Why There Is No Routine Screening

Unlike cervical cancer (which has the Pap smear) or breast cancer (which has the mammogram), there is no standard screening test for uterine cancer in people without symptoms. Transvaginal ultrasound and endometrial biopsy have both been studied, but neither has been shown to reduce deaths from the disease when used as routine screening tools in the general population.

The good news is that uterine cancer tends to announce itself. About 85% of cases are caught at an early, localized stage because the most common symptom, abnormal vaginal bleeding, prompts people to seek care. For postmenopausal women, any vaginal bleeding is considered abnormal and warrants evaluation. For premenopausal women, unusually heavy periods or bleeding between periods can be warning signs.

Key Risk Factors

Obesity is the single largest modifiable risk factor. The relationship is dose-dependent: the higher your body weight, the greater the risk. A woman with a BMI of 30 to 35 has about 2.5 times the risk of dying from uterine cancer compared to a woman at a normal weight. At a BMI above 40, that risk jumps to more than six times higher.
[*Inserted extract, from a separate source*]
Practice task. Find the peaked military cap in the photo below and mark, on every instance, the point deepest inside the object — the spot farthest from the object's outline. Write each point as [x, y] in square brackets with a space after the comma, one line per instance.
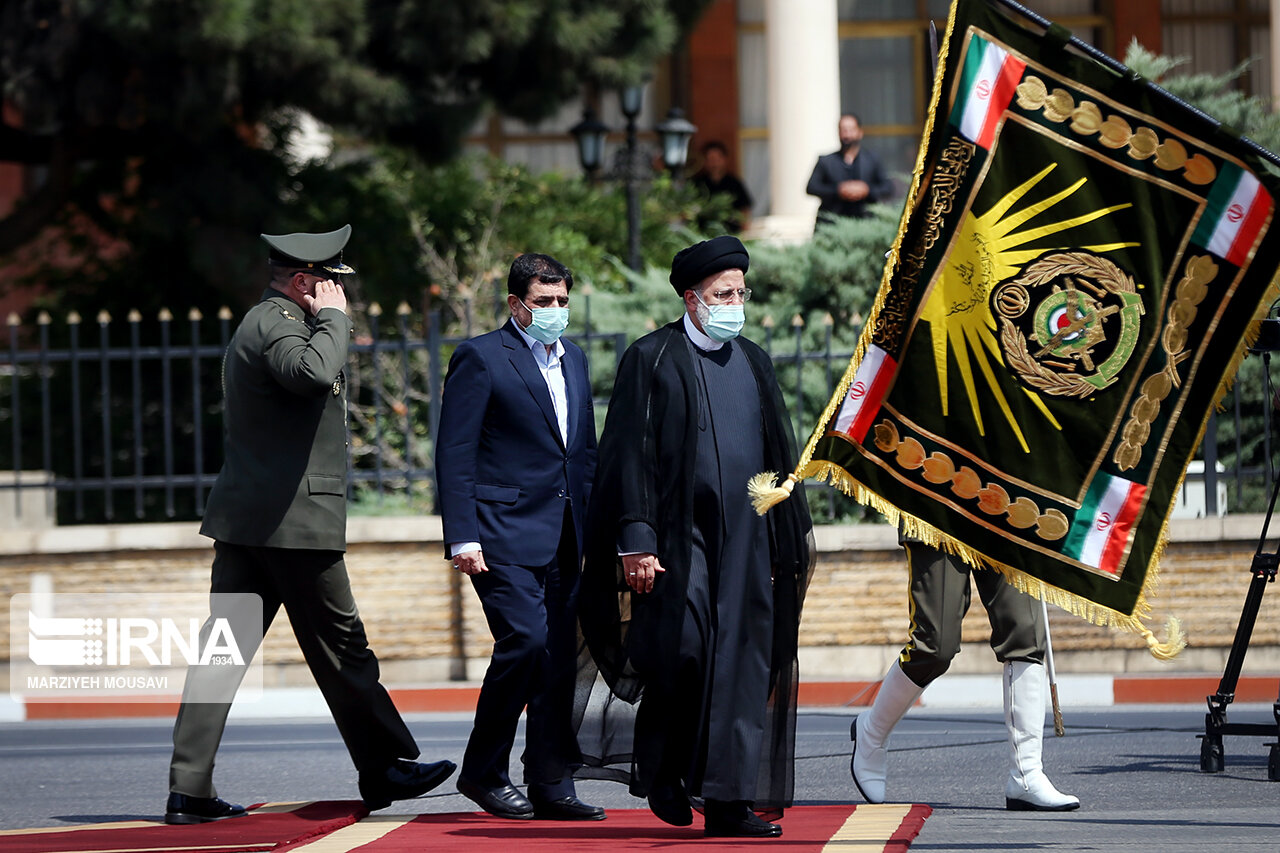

Other factors that increase risk include:

  • Estrogen exposure without progesterone: Taking estrogen-only hormone therapy after menopause, or having conditions that raise estrogen levels without the balancing effect of progesterone
  • Never having been pregnant: Pregnancy temporarily shifts the hormonal balance in the uterus in a protective way
  • Late menopause: A longer lifetime of menstrual cycles means more cumulative estrogen exposure to the uterine lining
  • Lynch syndrome: This inherited genetic condition significantly raises the risk of several cancers, including uterine cancer
  • Type 2 diabetes: Often linked to obesity, but also independently associated with higher risk

Because abnormal bleeding is such a reliable early signal and most cases are caught before the cancer spreads, uterine cancer generally has favorable outcomes when treated promptly. But the rising incidence, particularly among younger women and women of color, makes awareness of these risk factors increasingly important.